As consumer tastes steer towards an increasingly eco-conscious society, more entrepreneurs are finding opportunities along the intersection of “good for business” and “good for the planet”. Conceived at Asian Institute of Management’s Sustainable Tourism Hackathon in 2017 and founded by Paul Joseph Galacan, travel platform Trakaro aims to promote awareness for sustainable tourism in the Philippines.
Trakaro provides users a tourism establishment’s sustainability—and not just their customer—rating, a measurement made possible through the triple bottom line Fylla rating system the Trakaro team conceptualized with the help of AIM’s Dr. Andrew L. Tan Center for Tourism.
The app targets avid travelers who are willing to do their share in advocating for a greener future but are wondering what the practices and benefits of sustainability are.
It can be described as the local TripAdvisor for sustainability. But what makes a business sustainable in the first place?Paul Galacan, Founder and General Manager of Trakaro Sustainable Travels, giving a talk on sustainability in Zambales.
Defining a sustainable business
Trakaro determines the sustainability of the establishments they rate through the triple bottom line approach of their Fylla rating:
1. Planet. Preference is given to locally sourced food as well as ingredients that are more sustainable (e.g., meat vs. vegetables) and sourced directly from farmers. They ascertain these variables through Transforming Tourism Value Chains with their SEC-registered NGO partner, the Philippine Center for Environmental Protection and Sustainable Development, Inc.

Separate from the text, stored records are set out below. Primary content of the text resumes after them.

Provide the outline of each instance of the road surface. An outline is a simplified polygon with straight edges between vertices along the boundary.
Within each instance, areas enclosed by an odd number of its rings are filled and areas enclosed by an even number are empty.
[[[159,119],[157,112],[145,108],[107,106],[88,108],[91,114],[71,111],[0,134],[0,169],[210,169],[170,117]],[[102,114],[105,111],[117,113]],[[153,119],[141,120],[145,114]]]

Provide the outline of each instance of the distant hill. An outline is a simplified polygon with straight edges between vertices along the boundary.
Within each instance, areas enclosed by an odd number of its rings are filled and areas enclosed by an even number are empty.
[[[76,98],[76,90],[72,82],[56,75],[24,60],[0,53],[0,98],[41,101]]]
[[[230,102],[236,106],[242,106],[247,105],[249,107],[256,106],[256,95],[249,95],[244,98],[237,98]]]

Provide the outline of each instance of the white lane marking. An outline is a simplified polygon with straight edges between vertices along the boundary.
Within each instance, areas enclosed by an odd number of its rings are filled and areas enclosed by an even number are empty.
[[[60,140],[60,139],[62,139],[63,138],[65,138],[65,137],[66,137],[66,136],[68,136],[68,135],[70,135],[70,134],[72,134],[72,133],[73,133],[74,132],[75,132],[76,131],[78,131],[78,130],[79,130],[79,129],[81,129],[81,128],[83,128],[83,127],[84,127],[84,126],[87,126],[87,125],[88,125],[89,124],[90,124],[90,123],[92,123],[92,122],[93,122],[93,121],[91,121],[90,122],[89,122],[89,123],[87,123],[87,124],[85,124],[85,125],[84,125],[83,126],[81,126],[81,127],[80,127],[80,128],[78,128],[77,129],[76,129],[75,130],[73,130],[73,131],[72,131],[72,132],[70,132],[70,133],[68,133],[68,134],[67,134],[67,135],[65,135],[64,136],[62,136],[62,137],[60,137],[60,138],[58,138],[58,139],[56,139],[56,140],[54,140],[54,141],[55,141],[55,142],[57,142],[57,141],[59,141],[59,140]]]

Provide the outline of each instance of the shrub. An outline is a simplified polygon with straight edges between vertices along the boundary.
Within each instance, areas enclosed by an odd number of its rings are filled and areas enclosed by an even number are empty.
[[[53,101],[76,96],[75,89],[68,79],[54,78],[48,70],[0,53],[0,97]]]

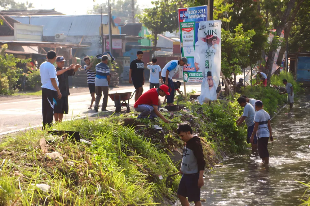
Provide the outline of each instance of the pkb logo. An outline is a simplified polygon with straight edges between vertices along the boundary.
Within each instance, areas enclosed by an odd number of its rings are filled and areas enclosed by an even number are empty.
[[[180,19],[184,20],[188,19],[188,15],[187,11],[180,11]]]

2. People. Preference is also given to those that empower the local community and give economic incentives to locals for them to stay and not migrate. Those who hire within the community and whose employees have families that live in the vicinity have higher ratings.
3. Profit. This refers to how businesses keep their bottom lines healthy whilst keeping their practices sustainable. “If customers have great experiences, then that translates to higher profits,” Galacan says. The startup wants to do away with the stigma that sustainability is bland and boring.
Fylla has a 0-10 metric with 7 being the minimum passing grade.
The team further attests the accuracy of their ratings system by engaging with trusted establishments and checking receipts to ensure that the said facilities have a healthy carbon footprint. And whenever possible, they do personal site visits too.
Business must be pursued “with a judicious use of resources, overall well-being of people, and ecological good in mind,” says Jove Benosa, Zero Waste Campaign Officer of EcoWaste Coalition. He explains that a significant way of doing this is ensuring businesses are compliant with these ecological solid waste management tenets of Republic Act 9003:  avoidance if not reduction of plastic waste and plastic product packaging;  minimizing and optimizing food wastes;  performing primary waste segregation;  practicing recycling and reuse;  observing segregated waste collection and schedules; and  proper disposal of residuals (e.g., bulky, toxic/special wastes).
Abigail Aguilar, Regional Urban and Mindset Campaigns Coordinator of Greenpeace Southeast Asia, adds that a sustainable business should look at all aspects of its business model, from food sourcing and disposal to energy and water use.
At present, Trakaro limits their platform to the assessment of hotels, restaurants, and tour operators. They don’t yet have the expertise as yet to put into metrics other factors such as waste management, plastic use, and energy consumption.
“We are inviting other rating systems like the Anahaw Awards and the Zero Carbon Resorts in the platform so that it’s not just the Fylla rating proving the sustainability rating of the establishments. It also helps us make Trakaro a holistic platform,” Galacan shares.Caption: The Trakaro team from left to right – Paul Galacan, General Manager; Jo Anne Paril, Sales and Marketing Head; and Kat Chua, Business Development (photo by Joshua Gantuangco).
Opportunities for growth
Greenpeace Southeast Asia’s Aguilar notes that “good initiatives” like Trakaro “need to be developed and mainstreamed. They not only provide info for travelers and other concerned citizens, they point them in the right direction of businesses that are doing their best to lower their environmental footprint.”
She suggests looking at some other aspects that could be incorporated into a business’s Fylla rating: rainwater harvesting, reusable cutlery, paperless offices, composting, and solar panel installations.
EcoWaste Coalition’s Benosa echoes the need for proper engineering infrastructure, water conservation, and renewable energy. He states that these actions “could be carried out with proper education and a robust campaign to all stakeholders. These just need to be reviewed, relearned, monitored, and effectively enforced.”
Individuals are becoming more aware about their carbon footprint and how their activities impact nature. Trakaro is one of a growing number of startups that hopes to meet the need for sustainable solutions that empower communities and help the environment.